PyHiera: Validated Hiera Backend

pyppetdb includes a powerful Hiera backend powered by PyHiera. * Data Validation: Define custom key models using Pydantic-based plugins or dynamic JSON-schema-like definitions. This ensures that data stored and returned during lookups is structurally valid. * Performance: The engine handles heavy merging and caching logic, relieving the Puppetserver of these tasks. The cache is automatically invalidated the moment data in a Hiera level is modified.

Fact-Based RBAC

pyppetdb implements a dynamic Role-Based Access Control (RBAC) system. * Dynamic Access: Permissions are granted to Teams (which contain Users) based on the Facts of a node. * Granular Control: This allows for automated, environment-aware access management—for example, automatically giving a specific team access to all nodes where department=engineering.

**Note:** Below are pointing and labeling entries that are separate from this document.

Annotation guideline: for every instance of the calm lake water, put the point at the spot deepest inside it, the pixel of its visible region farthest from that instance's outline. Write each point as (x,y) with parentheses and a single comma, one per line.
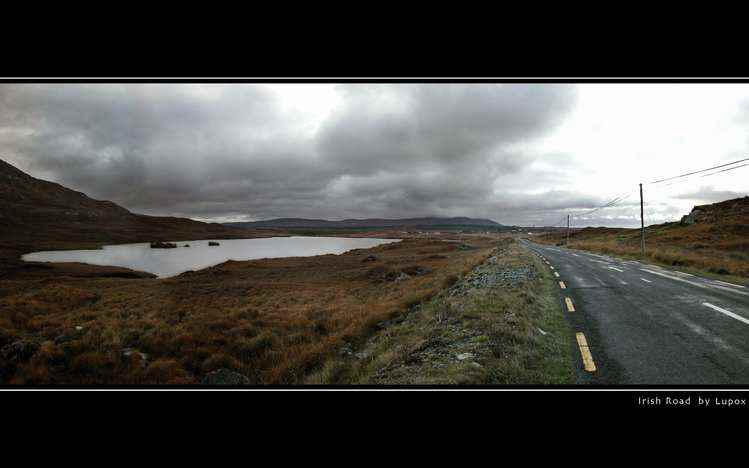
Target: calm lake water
(170,262)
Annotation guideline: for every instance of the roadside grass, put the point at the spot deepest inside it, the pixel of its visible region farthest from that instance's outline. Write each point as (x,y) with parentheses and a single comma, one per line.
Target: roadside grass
(725,266)
(714,250)
(500,328)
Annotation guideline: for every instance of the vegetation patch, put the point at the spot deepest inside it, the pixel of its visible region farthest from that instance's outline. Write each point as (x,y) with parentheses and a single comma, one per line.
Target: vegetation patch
(508,330)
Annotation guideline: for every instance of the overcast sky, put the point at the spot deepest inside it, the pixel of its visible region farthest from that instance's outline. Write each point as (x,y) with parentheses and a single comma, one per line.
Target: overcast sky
(518,154)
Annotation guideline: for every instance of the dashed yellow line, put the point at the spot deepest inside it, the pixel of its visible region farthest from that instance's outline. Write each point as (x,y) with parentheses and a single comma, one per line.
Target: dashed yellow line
(582,343)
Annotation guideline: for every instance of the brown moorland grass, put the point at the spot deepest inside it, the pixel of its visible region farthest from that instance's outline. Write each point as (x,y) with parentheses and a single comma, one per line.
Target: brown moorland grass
(717,243)
(272,320)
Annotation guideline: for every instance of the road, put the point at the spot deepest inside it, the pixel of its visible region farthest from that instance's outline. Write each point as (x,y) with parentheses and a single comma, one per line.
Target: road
(649,325)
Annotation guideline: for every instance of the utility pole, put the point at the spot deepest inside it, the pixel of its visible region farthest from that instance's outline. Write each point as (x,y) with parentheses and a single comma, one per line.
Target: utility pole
(642,224)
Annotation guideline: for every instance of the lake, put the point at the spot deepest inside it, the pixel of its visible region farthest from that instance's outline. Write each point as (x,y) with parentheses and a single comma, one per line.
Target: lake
(170,262)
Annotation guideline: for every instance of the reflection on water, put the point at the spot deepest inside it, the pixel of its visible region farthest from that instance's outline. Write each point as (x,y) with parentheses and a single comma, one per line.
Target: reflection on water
(170,262)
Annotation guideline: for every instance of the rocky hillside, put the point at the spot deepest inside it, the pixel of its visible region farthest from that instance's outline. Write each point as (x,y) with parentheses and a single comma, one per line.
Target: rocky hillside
(412,223)
(37,214)
(735,211)
(713,238)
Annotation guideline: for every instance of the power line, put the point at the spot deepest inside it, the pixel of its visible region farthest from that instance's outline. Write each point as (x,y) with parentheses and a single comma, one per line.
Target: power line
(724,170)
(697,172)
(611,203)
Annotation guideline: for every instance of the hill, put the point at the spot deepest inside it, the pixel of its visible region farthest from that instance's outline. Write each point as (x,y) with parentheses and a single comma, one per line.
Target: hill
(41,215)
(712,238)
(412,223)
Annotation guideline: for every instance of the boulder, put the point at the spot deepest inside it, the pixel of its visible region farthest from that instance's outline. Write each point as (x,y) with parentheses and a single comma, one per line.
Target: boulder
(225,377)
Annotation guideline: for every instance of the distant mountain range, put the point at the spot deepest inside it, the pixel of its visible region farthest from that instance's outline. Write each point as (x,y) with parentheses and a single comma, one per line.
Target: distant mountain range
(371,223)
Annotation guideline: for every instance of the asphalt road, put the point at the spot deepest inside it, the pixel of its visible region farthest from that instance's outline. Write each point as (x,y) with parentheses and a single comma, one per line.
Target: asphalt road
(649,325)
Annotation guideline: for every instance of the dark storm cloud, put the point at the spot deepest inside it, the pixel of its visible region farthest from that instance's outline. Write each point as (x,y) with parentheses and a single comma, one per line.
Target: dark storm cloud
(709,194)
(234,151)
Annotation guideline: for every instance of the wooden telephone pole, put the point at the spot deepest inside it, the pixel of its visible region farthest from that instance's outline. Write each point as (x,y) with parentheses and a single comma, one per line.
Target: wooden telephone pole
(642,225)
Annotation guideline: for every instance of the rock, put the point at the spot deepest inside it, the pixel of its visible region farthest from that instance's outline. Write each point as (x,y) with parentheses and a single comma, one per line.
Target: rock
(68,337)
(163,245)
(129,352)
(18,351)
(401,277)
(225,377)
(417,270)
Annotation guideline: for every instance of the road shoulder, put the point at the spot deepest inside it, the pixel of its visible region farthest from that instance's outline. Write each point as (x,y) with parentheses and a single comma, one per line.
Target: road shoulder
(499,324)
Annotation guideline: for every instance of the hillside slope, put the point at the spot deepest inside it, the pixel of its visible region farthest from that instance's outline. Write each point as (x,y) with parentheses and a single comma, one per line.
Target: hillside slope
(36,215)
(416,223)
(713,238)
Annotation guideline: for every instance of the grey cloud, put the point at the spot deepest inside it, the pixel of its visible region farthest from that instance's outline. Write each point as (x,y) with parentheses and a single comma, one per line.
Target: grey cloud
(708,194)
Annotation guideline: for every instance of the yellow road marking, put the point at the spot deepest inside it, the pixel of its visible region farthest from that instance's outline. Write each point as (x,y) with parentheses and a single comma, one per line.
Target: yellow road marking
(582,343)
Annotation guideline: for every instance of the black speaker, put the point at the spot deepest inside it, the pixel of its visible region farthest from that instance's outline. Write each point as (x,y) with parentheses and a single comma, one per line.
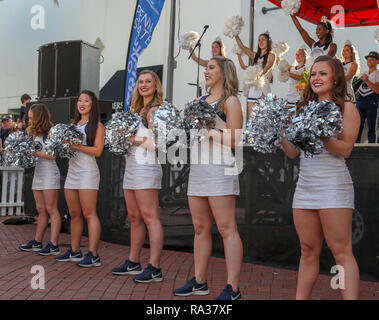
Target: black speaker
(66,68)
(62,110)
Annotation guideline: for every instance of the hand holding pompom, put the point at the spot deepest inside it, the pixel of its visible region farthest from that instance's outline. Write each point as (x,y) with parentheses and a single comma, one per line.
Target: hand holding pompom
(290,7)
(233,26)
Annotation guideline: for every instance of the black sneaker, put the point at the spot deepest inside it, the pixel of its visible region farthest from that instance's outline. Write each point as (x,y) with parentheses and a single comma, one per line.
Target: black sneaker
(49,250)
(89,261)
(128,268)
(70,255)
(32,245)
(150,274)
(192,288)
(229,294)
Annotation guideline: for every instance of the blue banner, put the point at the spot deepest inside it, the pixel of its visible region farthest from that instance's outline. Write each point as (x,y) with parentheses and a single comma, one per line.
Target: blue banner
(145,20)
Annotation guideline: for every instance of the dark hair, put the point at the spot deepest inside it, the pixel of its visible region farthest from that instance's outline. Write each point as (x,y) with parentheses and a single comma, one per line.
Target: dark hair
(94,117)
(41,120)
(329,36)
(339,90)
(25,97)
(255,61)
(222,47)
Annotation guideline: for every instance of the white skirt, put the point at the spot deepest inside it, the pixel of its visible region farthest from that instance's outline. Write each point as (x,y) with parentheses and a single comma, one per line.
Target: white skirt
(324,183)
(46,176)
(139,175)
(207,180)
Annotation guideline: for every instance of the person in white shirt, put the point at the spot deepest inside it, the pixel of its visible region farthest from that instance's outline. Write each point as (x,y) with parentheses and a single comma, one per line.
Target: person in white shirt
(350,62)
(296,74)
(368,97)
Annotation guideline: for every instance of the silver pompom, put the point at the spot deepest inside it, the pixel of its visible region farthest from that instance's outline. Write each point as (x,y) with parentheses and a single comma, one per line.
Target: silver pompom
(61,136)
(318,120)
(233,26)
(119,129)
(266,121)
(188,39)
(291,7)
(199,115)
(167,125)
(19,151)
(280,48)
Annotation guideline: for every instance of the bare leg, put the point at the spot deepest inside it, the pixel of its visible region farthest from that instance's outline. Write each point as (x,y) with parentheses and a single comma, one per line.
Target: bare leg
(43,218)
(308,228)
(223,209)
(51,204)
(88,201)
(137,226)
(337,227)
(202,221)
(148,204)
(76,226)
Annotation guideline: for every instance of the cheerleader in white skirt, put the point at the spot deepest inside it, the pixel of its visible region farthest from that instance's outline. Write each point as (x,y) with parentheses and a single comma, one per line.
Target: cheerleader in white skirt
(324,197)
(296,74)
(45,185)
(82,181)
(265,58)
(350,61)
(324,33)
(142,180)
(212,186)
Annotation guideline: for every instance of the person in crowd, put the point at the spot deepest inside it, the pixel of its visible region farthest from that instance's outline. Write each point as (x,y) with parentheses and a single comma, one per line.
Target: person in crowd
(350,60)
(7,128)
(265,58)
(296,74)
(82,181)
(142,180)
(45,185)
(324,33)
(368,97)
(218,49)
(211,189)
(323,202)
(25,98)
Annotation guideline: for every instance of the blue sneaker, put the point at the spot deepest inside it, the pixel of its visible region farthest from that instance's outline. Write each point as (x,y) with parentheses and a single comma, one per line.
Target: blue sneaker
(90,261)
(49,250)
(32,245)
(128,268)
(229,294)
(70,256)
(192,288)
(150,274)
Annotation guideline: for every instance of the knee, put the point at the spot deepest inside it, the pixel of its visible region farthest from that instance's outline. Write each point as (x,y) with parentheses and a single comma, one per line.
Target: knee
(135,218)
(51,210)
(41,211)
(202,229)
(89,214)
(150,217)
(341,251)
(226,231)
(310,251)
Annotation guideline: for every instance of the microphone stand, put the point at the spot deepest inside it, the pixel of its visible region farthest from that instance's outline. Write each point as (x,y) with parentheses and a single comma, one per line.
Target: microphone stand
(198,45)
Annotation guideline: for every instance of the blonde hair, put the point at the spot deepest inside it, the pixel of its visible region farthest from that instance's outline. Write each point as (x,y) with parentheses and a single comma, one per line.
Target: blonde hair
(137,99)
(40,122)
(230,80)
(354,57)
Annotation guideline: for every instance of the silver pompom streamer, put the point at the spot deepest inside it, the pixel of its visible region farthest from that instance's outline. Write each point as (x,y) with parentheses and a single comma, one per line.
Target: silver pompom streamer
(167,125)
(119,129)
(266,121)
(199,115)
(19,151)
(318,120)
(61,136)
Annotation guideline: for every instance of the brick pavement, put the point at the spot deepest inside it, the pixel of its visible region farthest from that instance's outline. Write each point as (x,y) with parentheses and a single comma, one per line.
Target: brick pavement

Advanced Secrets Redaction

To maintain a high security posture, pyppetdb can automatically redact sensitive information. * Deep Redaction: Secrets (e.g., extracted from eyaml) can be stored encrypted in pyppetdb. It will then redact these secrets from stored catalogs and reports, even if they are deeply nested in dictionaries or if the Secret keyword was omitted in the manifest. * Log Safety: Redaction is applied globally, including to real-time job logs, ensuring that sensitive data never leaks into the UI or monitoring tools.

Secure Job Execution Engine

Control your infrastructure via the optional pyppetdb agent. * Security-First: To prevent arbitrary command execution, jobs must be defined on both the agent and the server. * Validation: Every environment variable and parameter is validated (type checking, bounds checking, enums) to prevent shell injection attacks. * Real-time Logs: Logs are streamed from agents to the pyppetdb API in real-time, providing a "GitHub Actions-like" experience for monitoring job progress.